Ben glanced at her and grinned. He went over to the cupboard, found a kettle and cups, packets of coffee, sugar and powdered milk. ‘All we appear to be short of is water,’ he remarked. ‘Where do we get that, I wonder?’
Satisfied she’d made her point, Nell stood up. ‘I noticed a cloakroom just along the corridor; I’ll get some from there.’
‘Thanks.’
But the water in the cloakroom wasn’t suitable for drinking and she was directed to another place on the next floor. It was almost ten minutes before she came back, and Ben was sitting on the settee, the phone in his hand, his feet up on the arm. The light from the window was behind him, outlining his profile, and for the first time Nell noticed its hardness, the leanness of his jawline and the good bone-structure. He could, she supposed, be considered good-looking, attractive to women, and wondered why she hadn’t noticed before. Because she’d been too tense, probably, too worried about having to work with him, and what he would want to do with her precious story. The latter was still undecided, perhaps still to be fought over, but she felt more relaxed with him now, more able to think of him as a man.

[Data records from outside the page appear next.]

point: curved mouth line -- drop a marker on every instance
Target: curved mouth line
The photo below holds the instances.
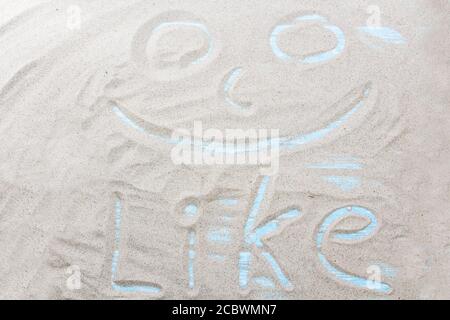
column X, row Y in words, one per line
column 165, row 134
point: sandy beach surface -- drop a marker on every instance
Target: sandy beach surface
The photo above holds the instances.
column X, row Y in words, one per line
column 355, row 94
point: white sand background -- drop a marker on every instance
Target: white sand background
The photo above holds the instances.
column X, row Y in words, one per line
column 67, row 159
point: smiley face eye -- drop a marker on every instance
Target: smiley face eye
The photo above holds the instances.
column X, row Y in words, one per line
column 308, row 21
column 173, row 45
column 179, row 44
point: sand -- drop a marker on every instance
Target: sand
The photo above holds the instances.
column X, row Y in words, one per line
column 92, row 205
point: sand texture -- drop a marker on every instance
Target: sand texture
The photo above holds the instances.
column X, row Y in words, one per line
column 93, row 206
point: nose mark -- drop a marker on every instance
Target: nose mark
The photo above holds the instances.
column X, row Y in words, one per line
column 230, row 81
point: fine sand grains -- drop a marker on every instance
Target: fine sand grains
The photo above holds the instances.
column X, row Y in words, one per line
column 92, row 205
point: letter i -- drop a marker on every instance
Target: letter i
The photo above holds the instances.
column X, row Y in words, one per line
column 190, row 217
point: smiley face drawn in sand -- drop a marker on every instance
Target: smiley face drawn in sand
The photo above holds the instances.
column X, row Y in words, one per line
column 173, row 48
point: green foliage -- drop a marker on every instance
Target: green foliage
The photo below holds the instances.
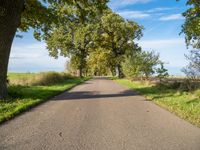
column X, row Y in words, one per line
column 99, row 61
column 116, row 35
column 43, row 15
column 184, row 104
column 191, row 27
column 162, row 72
column 140, row 63
column 44, row 78
column 22, row 98
column 192, row 70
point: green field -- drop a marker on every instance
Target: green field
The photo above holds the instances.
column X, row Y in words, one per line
column 23, row 97
column 184, row 104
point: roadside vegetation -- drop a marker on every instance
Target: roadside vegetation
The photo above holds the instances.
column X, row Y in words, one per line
column 176, row 99
column 26, row 90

‘But surely you can manage,’ he was saying. ‘It’s only for a few days.’ He listened, then gave a resigned sigh. ‘OK, OK, I’ll get back as soon as I can and we’ll talk it over then. Yes, I do understand. Yes. Goodbye.’
Nell had been busying herself with the coffee, but looked round to say, ‘Milk and sugar?’
‘What?’ Ben had been gazing moodily out of the window. ‘Oh—one sugar, no milk.’
She handed him a cup. ‘I take milk and sugar,’ she told him. He frowned, not with it. ‘So you’ll know when it’s your turn to make the coffee,’ she supplied.
His mouth crooked a little but there was obviously something else on his mind. ‘I’ll try and remember.’
Sitting down at the table again, she stirred her coffee and said, ‘I think the first episode ought to end after her first night with her lover.’